1.4k Views Asked by At

When a $l_1$-norm is added as a penalty function to a quadratic cost function, it is obvious that the weights tend toward zero to produce a sparse solution vector. However, the shrinkage term ($\lambda||weight||_1$) forces the weight uniformly goes to zero. That is the new cost function (Lasso) does not distinguish between the actual zero weights and non-zero ones. Therefore, the optimization model becomes biased for less sparse weights that one wish to estimate.

To overcome with this, People have come up with weighted $l_1$-norm to do the shrinkage selectively rather than uniformly. A sample cost function could be:

$\\ J(k)=||e(k)||^2+\lambda'\sum\limits_{i=1}^{N}log\left(1+\frac{|w_i|}{\zeta'}\right)$

Could someone explain the logarithmic shrinkage term here? Why does this selectively push the weights to go to zero compare to $l_1$-norm? What is the role of constant $\zeta'$ in the shrinkage?

Thank you

1

There are 1 best solutions below

0
On BEST ANSWER

In most cases, the problem that one wants to solve is $$ \underset{x}{\text{minimize}}\ ||y-Ax||_2^2+\lambda||x||_0 $$ However, when using the $0$-"norm", the problem is not convex and we have to solve a combinatorial problem. To avoids this, the $0$-"norm" is often approximated with the $1$-norm, resulting in the Lasso problem you describe. As the $1$-norm is the closest convex approximation to the $0$-"norm", we can solve the Lasso very efficiently using the powerful tools from convex optimization.

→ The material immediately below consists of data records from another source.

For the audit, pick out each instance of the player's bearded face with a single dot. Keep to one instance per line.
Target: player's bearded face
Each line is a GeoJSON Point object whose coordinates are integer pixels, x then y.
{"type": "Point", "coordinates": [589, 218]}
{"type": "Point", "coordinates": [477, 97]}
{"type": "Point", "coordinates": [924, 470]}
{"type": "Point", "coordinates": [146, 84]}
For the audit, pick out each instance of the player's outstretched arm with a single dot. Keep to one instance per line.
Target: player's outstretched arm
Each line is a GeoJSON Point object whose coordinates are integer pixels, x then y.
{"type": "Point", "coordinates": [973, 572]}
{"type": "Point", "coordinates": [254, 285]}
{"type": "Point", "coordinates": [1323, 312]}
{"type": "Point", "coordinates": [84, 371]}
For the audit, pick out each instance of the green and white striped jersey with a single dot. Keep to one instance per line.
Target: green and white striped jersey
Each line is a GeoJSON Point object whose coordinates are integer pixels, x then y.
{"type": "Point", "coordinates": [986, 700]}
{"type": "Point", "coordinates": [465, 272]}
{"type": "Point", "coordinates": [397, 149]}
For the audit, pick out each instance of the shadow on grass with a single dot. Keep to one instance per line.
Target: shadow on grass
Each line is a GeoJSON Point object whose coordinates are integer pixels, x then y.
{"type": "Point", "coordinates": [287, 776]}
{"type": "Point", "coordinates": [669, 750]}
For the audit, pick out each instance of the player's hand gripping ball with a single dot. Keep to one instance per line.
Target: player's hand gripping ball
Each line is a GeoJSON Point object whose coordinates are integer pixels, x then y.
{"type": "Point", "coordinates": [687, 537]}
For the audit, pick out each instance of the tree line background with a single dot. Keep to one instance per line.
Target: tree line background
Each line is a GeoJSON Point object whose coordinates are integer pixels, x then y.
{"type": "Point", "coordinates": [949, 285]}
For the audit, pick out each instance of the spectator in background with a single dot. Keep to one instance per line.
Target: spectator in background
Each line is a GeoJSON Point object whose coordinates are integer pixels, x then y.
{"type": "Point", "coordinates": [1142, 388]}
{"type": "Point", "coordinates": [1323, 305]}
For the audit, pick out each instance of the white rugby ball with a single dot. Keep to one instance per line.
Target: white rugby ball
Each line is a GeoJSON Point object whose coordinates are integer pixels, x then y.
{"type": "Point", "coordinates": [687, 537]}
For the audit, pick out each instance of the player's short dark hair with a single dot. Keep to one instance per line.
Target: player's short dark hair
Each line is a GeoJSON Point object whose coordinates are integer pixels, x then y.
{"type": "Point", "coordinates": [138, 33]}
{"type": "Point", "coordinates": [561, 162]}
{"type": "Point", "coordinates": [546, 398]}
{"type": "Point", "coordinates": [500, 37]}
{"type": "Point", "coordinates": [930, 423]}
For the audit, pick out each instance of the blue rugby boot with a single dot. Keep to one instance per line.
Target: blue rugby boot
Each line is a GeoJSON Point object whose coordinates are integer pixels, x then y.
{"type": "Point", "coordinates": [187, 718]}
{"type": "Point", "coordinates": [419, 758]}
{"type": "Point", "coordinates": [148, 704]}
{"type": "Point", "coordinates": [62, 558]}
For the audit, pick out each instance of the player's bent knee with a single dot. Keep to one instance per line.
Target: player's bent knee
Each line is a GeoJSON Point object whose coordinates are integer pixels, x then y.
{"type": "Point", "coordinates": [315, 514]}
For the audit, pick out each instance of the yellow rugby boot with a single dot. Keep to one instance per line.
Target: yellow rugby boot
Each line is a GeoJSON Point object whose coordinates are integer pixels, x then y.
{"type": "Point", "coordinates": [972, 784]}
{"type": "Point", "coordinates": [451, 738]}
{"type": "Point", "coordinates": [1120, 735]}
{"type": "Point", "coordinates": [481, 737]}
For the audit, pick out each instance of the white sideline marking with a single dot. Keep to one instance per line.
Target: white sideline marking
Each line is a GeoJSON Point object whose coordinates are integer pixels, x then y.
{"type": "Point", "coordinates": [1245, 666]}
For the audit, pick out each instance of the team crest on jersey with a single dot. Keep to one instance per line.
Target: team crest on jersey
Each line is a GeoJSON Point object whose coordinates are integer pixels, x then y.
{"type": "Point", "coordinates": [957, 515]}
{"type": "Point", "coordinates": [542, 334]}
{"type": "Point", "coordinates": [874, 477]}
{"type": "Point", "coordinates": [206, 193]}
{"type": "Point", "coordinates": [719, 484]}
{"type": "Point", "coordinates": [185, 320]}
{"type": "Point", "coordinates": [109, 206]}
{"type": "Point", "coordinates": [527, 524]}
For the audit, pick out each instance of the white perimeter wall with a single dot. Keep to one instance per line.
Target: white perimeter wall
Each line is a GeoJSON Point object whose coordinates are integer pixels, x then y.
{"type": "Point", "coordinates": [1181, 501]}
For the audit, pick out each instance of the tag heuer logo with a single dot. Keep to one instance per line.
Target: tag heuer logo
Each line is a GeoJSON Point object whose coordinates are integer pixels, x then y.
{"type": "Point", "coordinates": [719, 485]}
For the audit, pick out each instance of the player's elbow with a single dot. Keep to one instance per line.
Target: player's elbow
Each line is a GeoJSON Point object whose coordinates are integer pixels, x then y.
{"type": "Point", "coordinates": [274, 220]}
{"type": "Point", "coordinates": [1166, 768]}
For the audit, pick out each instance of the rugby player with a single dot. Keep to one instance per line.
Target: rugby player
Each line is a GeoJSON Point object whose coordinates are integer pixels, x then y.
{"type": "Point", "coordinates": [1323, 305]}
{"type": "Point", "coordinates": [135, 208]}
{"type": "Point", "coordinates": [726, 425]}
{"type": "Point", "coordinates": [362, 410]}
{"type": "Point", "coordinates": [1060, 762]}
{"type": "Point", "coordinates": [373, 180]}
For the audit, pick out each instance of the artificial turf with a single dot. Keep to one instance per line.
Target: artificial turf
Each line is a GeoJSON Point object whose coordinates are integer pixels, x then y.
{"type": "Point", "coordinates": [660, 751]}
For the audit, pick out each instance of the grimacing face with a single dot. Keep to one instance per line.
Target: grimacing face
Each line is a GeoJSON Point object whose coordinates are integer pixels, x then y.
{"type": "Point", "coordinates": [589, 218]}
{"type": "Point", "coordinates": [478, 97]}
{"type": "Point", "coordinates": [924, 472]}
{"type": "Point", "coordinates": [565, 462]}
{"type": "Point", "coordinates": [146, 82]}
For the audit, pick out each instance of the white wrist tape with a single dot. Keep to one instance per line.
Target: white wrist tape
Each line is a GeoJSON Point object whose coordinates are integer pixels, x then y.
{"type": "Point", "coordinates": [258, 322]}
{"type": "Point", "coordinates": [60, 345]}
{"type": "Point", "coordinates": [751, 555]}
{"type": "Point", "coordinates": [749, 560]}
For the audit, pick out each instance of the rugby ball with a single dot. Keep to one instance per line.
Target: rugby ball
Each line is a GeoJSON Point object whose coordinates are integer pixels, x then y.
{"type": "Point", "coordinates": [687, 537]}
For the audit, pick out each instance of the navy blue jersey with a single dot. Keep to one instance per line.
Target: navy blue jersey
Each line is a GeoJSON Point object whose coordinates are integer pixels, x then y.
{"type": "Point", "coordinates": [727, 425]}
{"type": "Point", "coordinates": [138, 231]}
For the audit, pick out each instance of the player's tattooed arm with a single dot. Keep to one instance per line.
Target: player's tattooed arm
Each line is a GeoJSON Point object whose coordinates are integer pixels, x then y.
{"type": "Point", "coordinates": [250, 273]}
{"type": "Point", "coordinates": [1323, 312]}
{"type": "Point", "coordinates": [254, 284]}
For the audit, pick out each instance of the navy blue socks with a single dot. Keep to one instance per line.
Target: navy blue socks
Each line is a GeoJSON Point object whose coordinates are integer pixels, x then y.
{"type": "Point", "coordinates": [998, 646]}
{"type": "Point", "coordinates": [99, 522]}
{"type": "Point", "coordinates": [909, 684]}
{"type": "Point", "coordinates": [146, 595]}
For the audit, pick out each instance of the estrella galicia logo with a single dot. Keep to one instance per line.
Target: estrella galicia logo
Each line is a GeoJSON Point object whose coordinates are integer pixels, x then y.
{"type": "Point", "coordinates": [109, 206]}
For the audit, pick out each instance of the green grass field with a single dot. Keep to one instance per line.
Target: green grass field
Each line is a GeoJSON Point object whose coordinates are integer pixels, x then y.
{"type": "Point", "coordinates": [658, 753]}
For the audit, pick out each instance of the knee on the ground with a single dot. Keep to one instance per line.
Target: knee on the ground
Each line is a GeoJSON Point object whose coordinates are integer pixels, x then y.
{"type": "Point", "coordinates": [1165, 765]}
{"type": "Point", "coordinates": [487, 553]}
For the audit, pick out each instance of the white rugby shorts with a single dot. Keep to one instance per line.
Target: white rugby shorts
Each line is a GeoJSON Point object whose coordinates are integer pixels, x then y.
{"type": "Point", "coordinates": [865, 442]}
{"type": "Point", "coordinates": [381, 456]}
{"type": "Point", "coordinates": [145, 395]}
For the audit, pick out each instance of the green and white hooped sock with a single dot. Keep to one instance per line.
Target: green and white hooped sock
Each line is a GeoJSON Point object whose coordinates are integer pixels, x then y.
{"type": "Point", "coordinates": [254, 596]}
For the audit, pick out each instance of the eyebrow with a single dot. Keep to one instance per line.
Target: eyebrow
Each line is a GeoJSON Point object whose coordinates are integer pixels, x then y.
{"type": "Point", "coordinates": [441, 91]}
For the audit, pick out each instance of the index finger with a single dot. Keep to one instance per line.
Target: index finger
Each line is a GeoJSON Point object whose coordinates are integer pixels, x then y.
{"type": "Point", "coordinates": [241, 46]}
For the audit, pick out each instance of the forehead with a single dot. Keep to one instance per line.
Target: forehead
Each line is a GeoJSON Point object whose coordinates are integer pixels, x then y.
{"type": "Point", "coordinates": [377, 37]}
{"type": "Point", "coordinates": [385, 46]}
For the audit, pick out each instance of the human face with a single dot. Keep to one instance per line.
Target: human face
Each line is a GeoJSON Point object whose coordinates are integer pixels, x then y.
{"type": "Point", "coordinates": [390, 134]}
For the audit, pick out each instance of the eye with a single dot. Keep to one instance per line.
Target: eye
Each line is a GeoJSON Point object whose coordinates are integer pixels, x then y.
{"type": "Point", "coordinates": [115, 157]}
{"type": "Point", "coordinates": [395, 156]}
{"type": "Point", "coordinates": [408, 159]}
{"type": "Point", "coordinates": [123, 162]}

Now one could ask if there is a better approximation. To find a "better" approximation (closer to the original $0$-"norm"), it seems that we have to sacrifice the convexity of the problem. However, if we use $\sum_{i=1}^N \log(1+\frac{|x_i|}{\xi'})$ we can actually get a "better" approximation but still utilize convexity. To solve the optimization problem with the $\log$ penalty, we need to implement an iterative approach. Let's start with solving the Lasso, yielding the solution $x^{(0)}$. Next, we linearize the $\log$-penalty around the latest value (using the first Taylor terms) $$ \arg \min_{u_{i}}\ \sum_{i=1}^N\left(\log(1+\frac{u^{(0)}_i}{\xi'})+\frac{1}{\xi'+u_i^{(0)}}(u_i-u_i^{(0)})\right) $$ which yields $$ \arg \min\ \sum_{i=1}^N \frac{|x_i|}{\xi'+|x_i^{(0)}|} $$ (here I used $u_i$ just to avoid the case when $x_i=0$ in $|x_i|$. One has to do some more work but this works as intuition). So now we have a iterative approach: Solve the weighted lasso using the latest solution, update the weights $\left(\frac{1}{\xi'+|x_i^{(k)}|}\right)$, solve again. Here $(\cdot)^{(k)}$ denotes the $k$th iteration. In each iteration, the problem is convex. Here, the constant $\xi'$ is added to avoid numerical problems when $x_i=0$.

An onther intuition can be found by realizing that when $k$ tends to infinity we get $|x_i^{k+1}-x_i^{k}|\rightarrow 0$ which yields $$ \sum_{i=1}^N \frac{|x_i^{k+1}|}{\xi'+|x_i^{(k)}|}\approx ||x||_0 $$ Hope it helps!